Nuestra Señora del Amparo constituye uno de los más altos exponentes de la devoción de Sevilla a la Madre de Dios. Reconocida como Patrona y Protectora de la feligresía de Santa María Magdalena desde mediados del siglo XVIII, su fama de milagrosa y la atracción de su bellísima Imagen hicieron que muy pronto esta devoción se extendiese no sólo por toda la ciudad sino por puntos muy distantes de su Archidiócesis e incluso de América Latina.
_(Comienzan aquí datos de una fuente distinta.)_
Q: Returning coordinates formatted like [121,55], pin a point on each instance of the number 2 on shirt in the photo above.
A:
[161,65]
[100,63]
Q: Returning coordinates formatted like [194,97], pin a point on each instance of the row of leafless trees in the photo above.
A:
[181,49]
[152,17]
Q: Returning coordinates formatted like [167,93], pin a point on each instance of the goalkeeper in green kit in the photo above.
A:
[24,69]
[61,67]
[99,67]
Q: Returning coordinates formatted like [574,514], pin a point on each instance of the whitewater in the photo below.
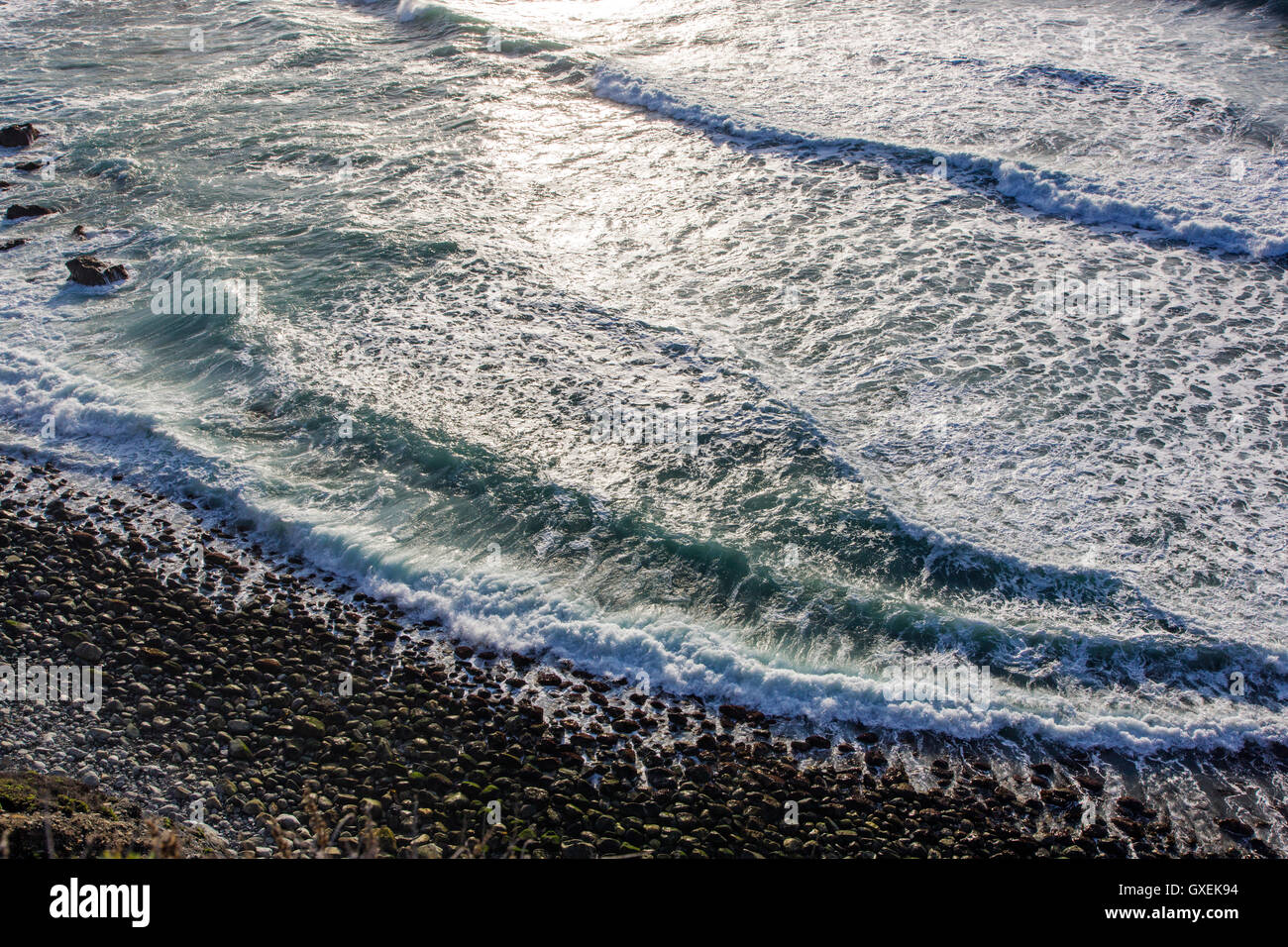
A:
[975,311]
La Virgen, de pie, viste túnica jacinto, toca marfileña y manto azul ricamente estofado. La túnica, con escote abrochado en la base del cuello, ostenta una estampación floral, donde predominan los oros con perfiles rojos y blancos. Cae en múltiples pliegues que al llegar al suelo se quiebran en otros más pequeños y ondulantes. Bajo el borde inferior, enriquecido por una fimbria de elementos vegetales dorados y cincelados, asoma tímidamente el zapato derecho. El manto azul-verdoso está estampado con grandes medallones dorados y cincelados. Su importante cenefa perimetral emplea elementos vegetales en tonos azules, rojos y blancos sobre oro cincelado. Y sus vueltas, también marfileñas, dejan ver una lucida decoración floral menuda. Las florecillas, de cuatro pétalos, quedan silueteadas en rojo, contrastando vivamente con las hojitas verdes.

El pequeño Jesús, con pañal rojo, se asienta sobre el brazo izquierdo de María. Su desnudez es signo de pureza y de inocencia. Simbolismo que se enriquece con el rojo de los pañales, clara alusión al sacrificio.